Dans un article paru en début novembre dans la revue Science1, vous proposez un nouveau modèle de fonctionnement du cerveau. Quelle conception prédominait jusque-là ?
Michel Thiebaut de Schotten2. Nous nous efforçons de dépasser le modèle « localisationniste », qui attribue chaque fonction cognitive, comme le langage, la mémoire ou le raisonnement, à une région précise du cerveau. Datant du début du XIXe siècle et hérité de la phrénologie – une théorie pseudo-scientifique selon laquelle les bosses sur le crâne reflètent des traits de personnalité (l’exemple le plus célèbre étant ici celui de la « bosse des maths ») –, ce concept a d’abord été corroboré par plusieurs scientifiques. Ainsi, en 1861, le médecin français Paul Broca a observé que l’aire cérébrale de la production du langage devait être située à l’avant de la boîte crânienne ; il lui a d’ailleurs laissé son nom : l’« aire de Broca ». Mais plusieurs travaux ont remis en cause cette vision réductionniste ces vingt dernières années.

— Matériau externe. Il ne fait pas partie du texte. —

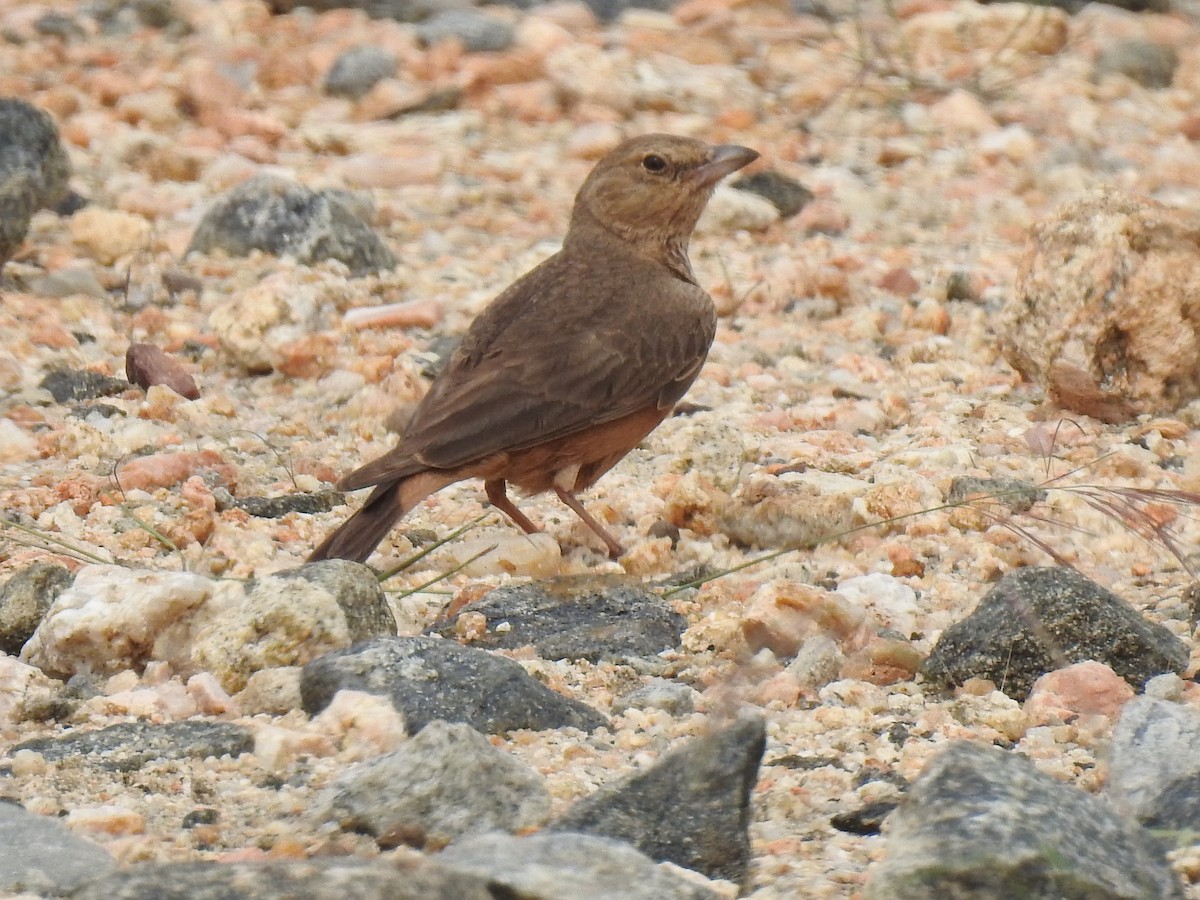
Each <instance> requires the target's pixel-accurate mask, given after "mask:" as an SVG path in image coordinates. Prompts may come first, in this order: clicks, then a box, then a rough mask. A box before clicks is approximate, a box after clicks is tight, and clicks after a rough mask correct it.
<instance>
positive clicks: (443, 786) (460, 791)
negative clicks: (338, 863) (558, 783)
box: [326, 721, 550, 847]
mask: <svg viewBox="0 0 1200 900" xmlns="http://www.w3.org/2000/svg"><path fill="white" fill-rule="evenodd" d="M334 790H335V796H334V799H332V800H331V803H330V805H329V812H328V815H326V817H328V818H332V820H335V821H337V823H338V824H340V826H341V827H342V828H343V829H346V830H355V832H364V833H366V834H370V835H372V836H374V838H377V839H378V840H379V844H380V845H382V846H385V847H386V846H395V845H397V844H410V845H414V846H426V845H433V846H444V845H446V844H449V842H450V841H451V840H455V839H456V838H462V836H466V835H470V834H486V833H487V832H520V830H524V829H534V828H539V827H540V826H544V824H545V823H546V821H547V820H548V818H550V791H548V790H547V788H546V782H545V780H544V779H542V776H541V775H539V774H538V773H536V772H534V770H533V769H530V768H529V767H528V766H526V764H524V763H522V762H521V761H518V760H517V758H516V757H514V756H511V755H509V754H506V752H504V751H503V750H499V749H497V748H494V746H492V743H491V742H490V740H488V739H487V738H485V737H484V736H482V734H480V733H479V732H478V731H475V730H474V728H472V727H470V726H469V725H461V724H458V725H452V724H450V722H443V721H434V722H430V724H428V725H427V726H425V727H424V728H421V731H420V733H419V734H418V736H416V737H414V738H413V739H412V740H409V742H408V743H406V744H404V745H403V746H401V748H400V749H398V750H395V751H392V752H390V754H386V755H384V756H380V757H377V758H374V760H371V761H370V762H366V763H362V764H360V766H356V767H354V768H353V769H352V770H350V772H348V773H346V774H344V775H342V776H341V778H340V779H338V780H337V782H336V784H335V785H334Z"/></svg>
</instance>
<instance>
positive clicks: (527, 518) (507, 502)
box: [484, 478, 541, 534]
mask: <svg viewBox="0 0 1200 900" xmlns="http://www.w3.org/2000/svg"><path fill="white" fill-rule="evenodd" d="M506 488H508V485H506V484H505V482H504V479H502V478H498V479H496V480H494V481H485V482H484V491H485V492H486V493H487V499H488V500H490V502H491V504H492V505H493V506H496V509H498V510H499V511H500V512H503V514H504V515H505V516H508V517H509V518H511V520H512V522H514V524H516V527H517V528H520V529H521V530H523V532H524V533H526V534H536V533H538V532H540V530H541V529H540V528H539V527H538V526H535V524H534V523H533V522H530V521H529V516H527V515H526V514H524V512H522V511H521V510H518V509H517V508H516V504H515V503H512V500H510V499H509V493H508V490H506Z"/></svg>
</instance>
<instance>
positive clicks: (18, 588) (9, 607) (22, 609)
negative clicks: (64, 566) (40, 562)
mask: <svg viewBox="0 0 1200 900" xmlns="http://www.w3.org/2000/svg"><path fill="white" fill-rule="evenodd" d="M72 578H73V576H72V575H71V572H70V571H67V570H66V569H64V568H62V566H61V565H54V564H53V563H34V564H32V565H29V566H26V568H25V569H22V570H20V571H19V572H17V574H16V575H13V576H12V577H11V578H8V581H7V582H5V586H4V589H0V650H2V652H4V653H7V654H8V655H10V656H16V655H18V654H19V653H20V648H22V647H24V646H25V641H28V640H29V638H30V637H32V635H34V631H35V630H36V629H37V625H38V623H40V622H41V620H42V617H43V616H44V614H46V611H47V610H49V608H50V604H52V602H54V598H56V596H58V595H59V593H60V592H61V590H62V589H64V588H65V587H66V586H67V584H70V583H71V581H72Z"/></svg>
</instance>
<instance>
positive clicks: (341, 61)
mask: <svg viewBox="0 0 1200 900" xmlns="http://www.w3.org/2000/svg"><path fill="white" fill-rule="evenodd" d="M394 74H396V58H395V56H394V55H392V54H391V53H389V52H388V50H385V49H384V48H382V47H352V48H350V49H348V50H346V52H344V53H342V55H341V56H338V58H337V59H336V60H334V65H332V66H330V68H329V72H328V73H326V74H325V84H324V89H325V94H329V95H331V96H335V97H349V98H350V100H358V98H359V97H361V96H362V95H365V94H366V92H367V91H368V90H371V89H372V88H374V86H376V84H378V83H379V82H382V80H383V79H384V78H391V77H392V76H394Z"/></svg>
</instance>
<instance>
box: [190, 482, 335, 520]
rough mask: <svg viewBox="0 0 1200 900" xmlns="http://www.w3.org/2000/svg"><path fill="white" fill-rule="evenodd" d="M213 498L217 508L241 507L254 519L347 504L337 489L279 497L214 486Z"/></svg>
mask: <svg viewBox="0 0 1200 900" xmlns="http://www.w3.org/2000/svg"><path fill="white" fill-rule="evenodd" d="M212 498H214V499H215V500H216V504H217V510H218V511H222V510H227V509H240V510H241V511H242V512H245V514H246V515H248V516H254V517H256V518H283V517H284V516H286V515H288V514H289V512H302V514H304V515H306V516H311V515H312V514H314V512H329V511H330V510H331V509H334V508H335V506H341V505H342V504H343V503H346V494H343V493H341V492H340V491H312V492H305V493H286V494H282V496H281V497H234V496H233V494H232V493H229V490H228V488H224V487H216V488H214V490H212Z"/></svg>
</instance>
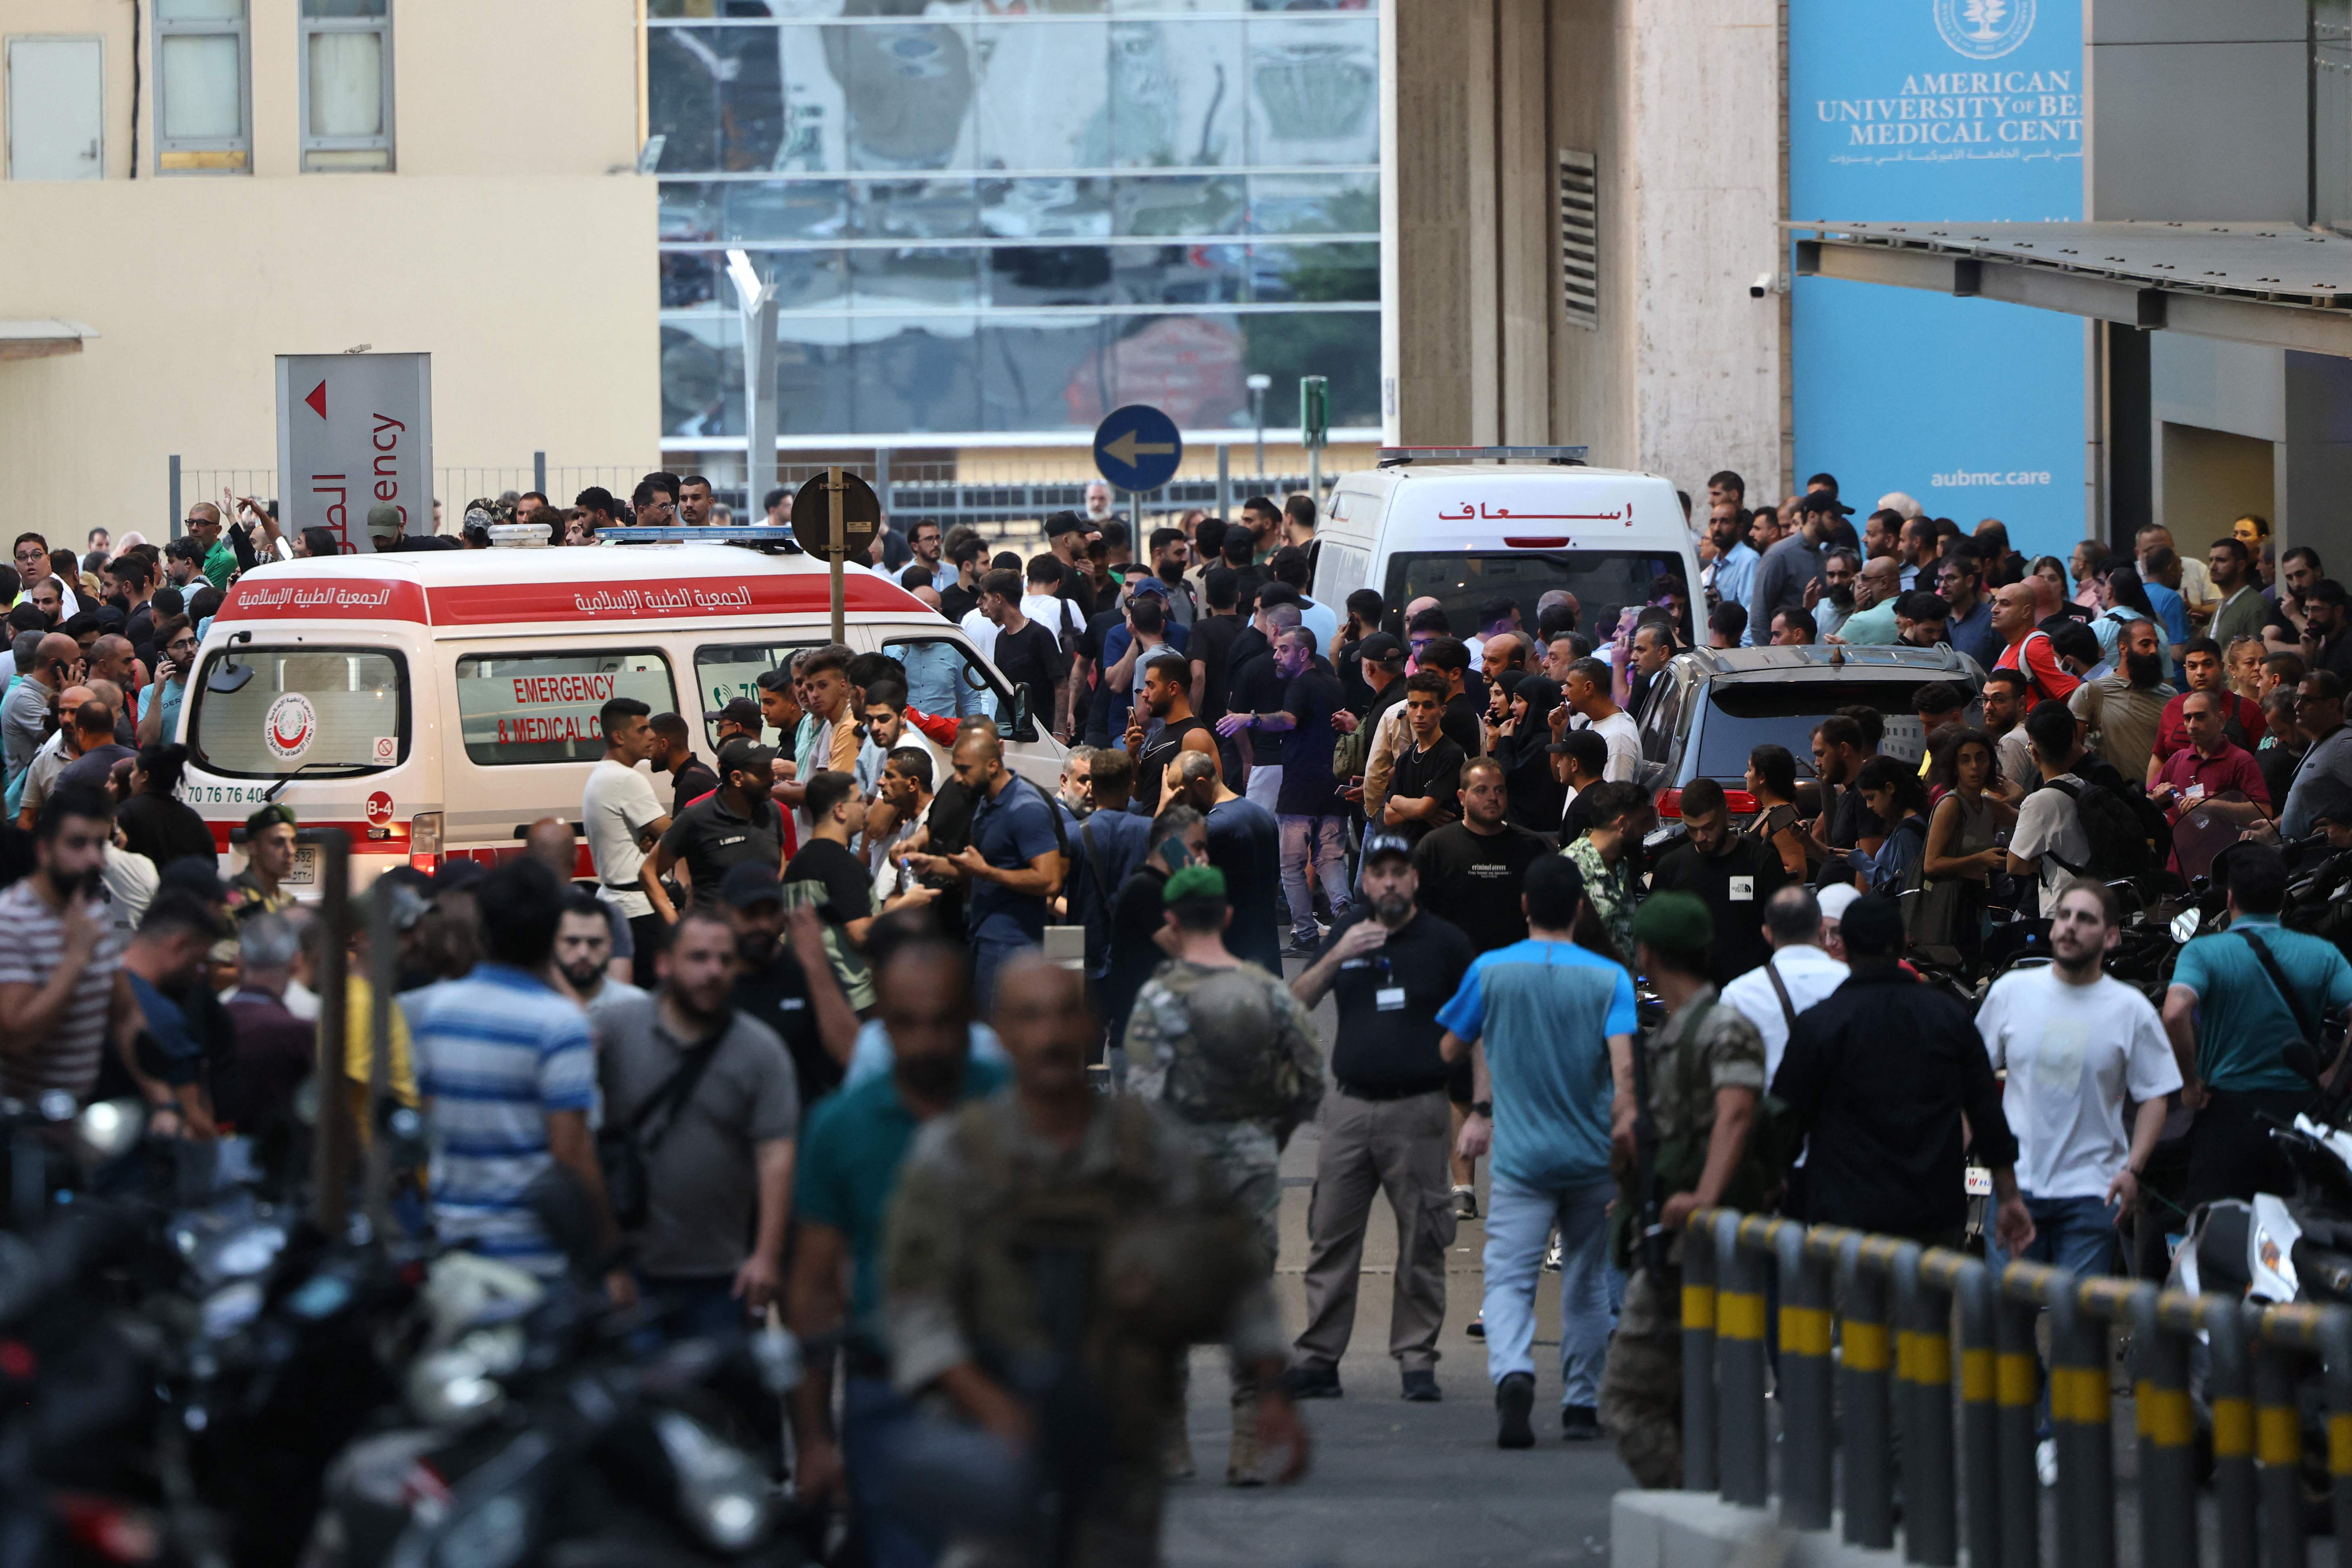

Que suggère votre nouveau modèle ?
M. T. de S. À la différence du modèle classique susmentionné, nous proposons que les fonctions cérébrales émergent non pas des seules aires cérébrales, mais de l’échange entre ces régions ; cela met les connexions au cœur du fonctionnement du cerveau. Localisées sous le cortex cérébral (la couche externe du cerveau, appelée « substance grise », Ndlr), et formant la matière blanche, ces connexions s’établissent via les prolongements des neurones, les axones, qui se regroupent en faisceaux reliant les régions cérébrales.
En quoi ce modèle connexionniste constitue un basculement conceptuel ?
M. T. de S. Dans ce concept, les connexions cérébrales ne sont plus considérées comme de simples canaux de transfert de signaux entre les régions du cerveau. Au contraire, elles apparaissent comme un chef d’orchestre, capable d’amplifier ou de réduire les signaux cérébraux et de favoriser le « dialogue » entre plusieurs régions cérébrales, en les interconnectant entre elles à un moment donné pendant une certaine durée. Ce faisant, elles permettent l’émergence de fonctions qui ne pourraient pas être exercées par les régions cérébrales prises isolément. Celles-ci pouvant être activées par des tâches très variées. Le cerveau apparaît alors comme un ensemble beaucoup plus dynamique dont peuvent émerger beaucoup plus de fonctions ! Bref, le fonctionnement intégré du cerveau grâce aux connexions cérébrales fait que, comme l’a écrit le philosophe grec antique Aristote, « le tout est supérieur à la somme de ses parties ».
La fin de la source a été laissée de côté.